The stress test took 8 days to run, from April 26 through May 4, 2021.

The results outlined below represent World Community Grid's current technical capabilities. This information could help active and future projects make decisions about how they run work with us, keeping in mind that they have varying needs and resources.

Summary
The key findings of the stress test revealed the following points:

We had previously determined that in 2020 the volunteers contributing to World Community Grid delivered the computing power similar to a cluster of 12,000 computing nodes running at 100% capacity 24x7 for the entire year where node each contains 1 Intel Core i7-9700K CPU @ 3.60GHz processor from CPUs only. We can now further state that the volunteers are able to provide an additional 8x that computing power from GPUs.
The current World Community Grid infrastructure is able to meet the load generated by this computing power with this particular mix of research projects. However, the infrastructure was pushed to its limit, and any further growth or possibly a different mix of research projects would require increased infrastructure.
The OpenPandemics - GPU workunits consisted of many small files that created high IO load on both the volunteers' computers and the World Community Grid infrastructure. If we were able to combine these small files into a few larger files, this may reduce the IO load on both the volunteers' computers and on the World Community Grid infrastructure. This change would likely allow the infrastructure to handle a greater load from the volunteers and improve the experience for the volunteers.
On the back side of the pipeline, backing up the data and sending results to Scripps server does not appear to be a bottleneck. However, running OpenPandemics at a higher speed will cause the research team to focus the majority of their time and energy on preparing input data sets and archiving returned data rather than performing analysis of the results and moving the interesting results to the next step in the pipeline. As a result, the project will remain at its current speed for the foreseeable future.
Now that we are able to quantify the capabilities of World Community Grid, scientists can use this information as a factor in their decision-making process in addition to their labs' resources and their own data analysis needs.

Bottlenecks identified
During the test, there were three major issues where the system became unstable until we could identify the bottlenecks and resolve them.

Prior to Launch
Before the launch of the stress test when we were creating the individual workunits to send to volunteers, we exhausted the available inodes on the filesystem. This prevented new files or directories from being created on the filesystem, and as a result it caused an outage for our back-end processes and prevented results being uploaded from volunteer machines. We resolved this issue by increasing the max number of inodes allowed and then we added a monitor to warn us if we start approaching the new limit.

Launch
Shortly after releasing the large supply of workunits, we experienced an issue where the connections from our load balancer to the backend servers reached their maximum configured limits and blocked new connections. This appears to be caused by connections being created by clients that opened connections and stalled out or very slowly downloaded work. We implemented logic in the load balancer to automatically close those connections. Once this logic was deployed, the connections from the front-end became stable and work was able to flow freely.

Packaging ramps up
The next obstacle occurred when batches started to complete and packaging became a heavy load on the system. Several changes were made to improve this issue:

The process of marking batches completed in order to start the packaging process originally was run only every 8 hours. We changed that so that batches would be marked complete and packaged every 30 minutes.
Our clustered filesystem had configuration options that were sub-optimal and could be improved. We researched how the configuration could be improved in order to increase the performance and then made those changes.

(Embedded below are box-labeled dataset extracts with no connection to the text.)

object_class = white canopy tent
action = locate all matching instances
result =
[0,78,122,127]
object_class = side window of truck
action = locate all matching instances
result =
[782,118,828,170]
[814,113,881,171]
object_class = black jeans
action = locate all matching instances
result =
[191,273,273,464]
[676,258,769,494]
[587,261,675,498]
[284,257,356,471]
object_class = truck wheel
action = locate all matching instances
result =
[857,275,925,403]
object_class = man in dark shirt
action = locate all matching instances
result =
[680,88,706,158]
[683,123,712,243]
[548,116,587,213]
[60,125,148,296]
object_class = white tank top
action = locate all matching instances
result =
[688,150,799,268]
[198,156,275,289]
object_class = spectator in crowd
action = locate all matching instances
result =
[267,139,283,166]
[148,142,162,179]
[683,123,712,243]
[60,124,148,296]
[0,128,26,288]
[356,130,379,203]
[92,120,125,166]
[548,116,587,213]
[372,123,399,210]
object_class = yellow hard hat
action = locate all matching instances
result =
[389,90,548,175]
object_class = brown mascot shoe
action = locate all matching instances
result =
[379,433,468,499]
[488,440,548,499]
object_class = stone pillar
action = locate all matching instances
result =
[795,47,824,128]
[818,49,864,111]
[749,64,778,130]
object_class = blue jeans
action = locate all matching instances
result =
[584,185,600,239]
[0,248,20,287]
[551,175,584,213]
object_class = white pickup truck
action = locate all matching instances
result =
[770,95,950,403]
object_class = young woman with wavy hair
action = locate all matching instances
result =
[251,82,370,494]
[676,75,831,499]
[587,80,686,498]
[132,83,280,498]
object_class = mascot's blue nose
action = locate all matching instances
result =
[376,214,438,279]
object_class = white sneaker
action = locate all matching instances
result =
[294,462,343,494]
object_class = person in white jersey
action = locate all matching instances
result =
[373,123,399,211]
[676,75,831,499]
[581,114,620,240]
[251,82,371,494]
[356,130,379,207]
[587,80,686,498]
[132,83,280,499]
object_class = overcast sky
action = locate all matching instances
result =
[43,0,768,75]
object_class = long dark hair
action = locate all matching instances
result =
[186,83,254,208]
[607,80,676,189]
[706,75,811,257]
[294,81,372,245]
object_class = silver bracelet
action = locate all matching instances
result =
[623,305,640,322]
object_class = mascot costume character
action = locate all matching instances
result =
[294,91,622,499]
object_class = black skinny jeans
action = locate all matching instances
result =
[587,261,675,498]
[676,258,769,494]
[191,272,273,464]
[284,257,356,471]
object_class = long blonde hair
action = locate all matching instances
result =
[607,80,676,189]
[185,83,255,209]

Following these changes, the system was stable even with packaging and building occurring at a high level. The time to package a batch dropped from 9 minutes to 4.5 minutes and the time to build a batch dropped by a similar amount. Upload and downloads performed reliably as well. However, we were only able to run in this modified configuration during the final 12 hours of the stress test. It would have been useful to run with these settings for longer and to confirm that they resulted in a stable system over an extended period of time.

Potential future changes to further enhance performance

Clustered filesystem tuning
The disk drives that back our clustered filesystem only reached about 50% of their rated throughput. It is possible that the configuration of the filesystem could be further optimized to further increase performance. This is not certain, but if the opportunity exists to engage an expert with deep experience optimizing high performance clustered filesystems using IBM Spectrum Scale, this could be a worthwhile avenue to explore.

Website availability
We identified an issue where high IO load on the clustered filesystem will cause problems with the user experience and performance of the website. These two systems are logically isolated from each other, but share physical infrastructure due to system design. This degradation of the performance of the website should not have happened, but it clearly did. We want to determine for certain why this issue exists, but at this time we believe that this issue stems from the way our load balancer, HAProxy, is configured.

We have HAProxy running as a single instance with one front-end for all traffic passing the data back to multiple back-ends for each of the different types of traffic. We could instead run HAProxy with multiple instances on the same system provided that there are separate IP address for each instance to bind to. If we were to run a separate instance for website traffic and a second instance for all BOINC traffic, we expect that this would allow website traffic to perform reliably, even if the BOINC system was under heavy load.

Thank you to everyone who participated in the stress test.